Lately, it seems that there is an exponential relationship between the number of papers that close down and the number of blogs that exist to report on it. While part of this could be explained by the sudden release of trained but under-employed professionals into the workforce, it is also important to consider the reasons that blogs seem to be able to sustain themselves so much better than print news outlets.
The most obvious reason for this is that they take less money to run. They can effectively do most of the job of a major newspaper on a fraction of the budgets by taking advantage of a medium with less operating costs.
Not only is the entire cost of printing avoided, but it also does away with the need for delivery. There is no need for page designers, as putting out a new issue is as easy as uploading new stories. It also does away with the need for a physical office space. All of these are barriers of entry that exist for fledgling newspapers due to the physical medium.
This is not to say it’s worth it to completely abandoned newsprint as a method for disseminating journalism. In fact, it’s one media they haven’t tried yet. While it’s tempting to say that blogs can reach further due to the borderless nature of the Internet, the Internet itself has its limitations. With the proper user-end equipment, a computer, a person can explore an entire universe of media.
But a computer is still a luxury item, and any media that is dependent on owning one limits itself to those who do own one. A newspaper, however, can be purchased for fewer than 50 cents.

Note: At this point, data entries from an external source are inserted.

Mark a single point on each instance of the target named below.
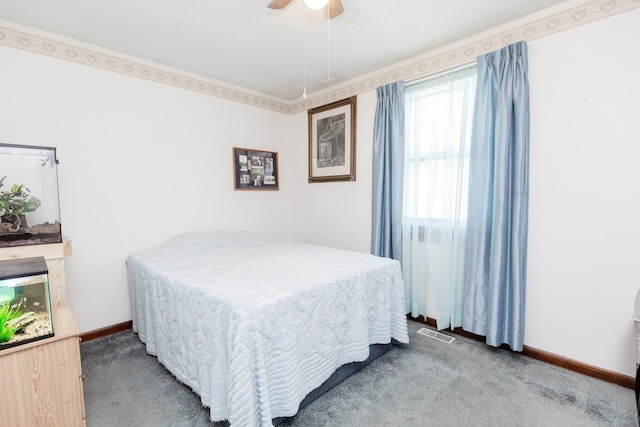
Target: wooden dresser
(42, 380)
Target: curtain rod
(441, 72)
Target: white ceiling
(244, 44)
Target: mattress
(254, 324)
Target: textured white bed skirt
(253, 325)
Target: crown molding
(411, 70)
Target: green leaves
(17, 200)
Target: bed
(253, 324)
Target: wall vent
(436, 335)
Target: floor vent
(436, 335)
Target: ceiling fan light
(316, 4)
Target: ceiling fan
(335, 6)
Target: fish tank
(29, 202)
(25, 307)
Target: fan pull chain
(304, 52)
(328, 44)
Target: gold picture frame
(332, 141)
(255, 169)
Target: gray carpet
(425, 383)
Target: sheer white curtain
(438, 117)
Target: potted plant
(14, 204)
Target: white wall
(139, 162)
(584, 224)
(335, 213)
(584, 230)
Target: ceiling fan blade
(335, 8)
(278, 4)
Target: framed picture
(332, 142)
(255, 169)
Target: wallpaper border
(570, 18)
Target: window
(438, 130)
(438, 122)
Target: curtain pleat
(496, 246)
(388, 161)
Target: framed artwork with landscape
(332, 141)
(255, 169)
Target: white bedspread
(253, 324)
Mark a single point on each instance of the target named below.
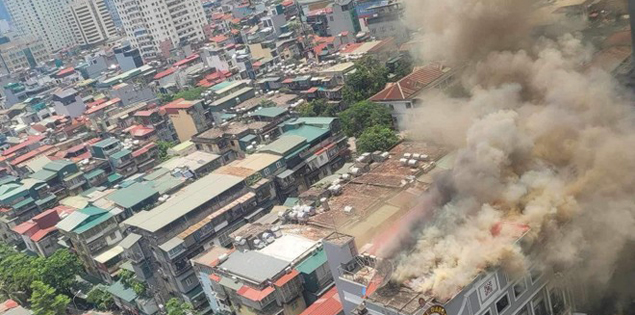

In this sense, electronic media transfers some of the cost onto the user. It is a far stretch from the days of pamphleteering, but it seems to be the direction journalism is going. Those small newspapers just trying to get their feet on the ground can take advantage of this, though. By using the web medium – which has less initial investment – a publication could gain momentum and eventually start publishing a print edition after enough ad revenue has been generated to make a print edition financially stable. The tree-ware version would also benefit the web presence by raising its profile among the sea of competing blogs. Newspapers are going multimedia, and it can only help blogs – and journalism – to do the same.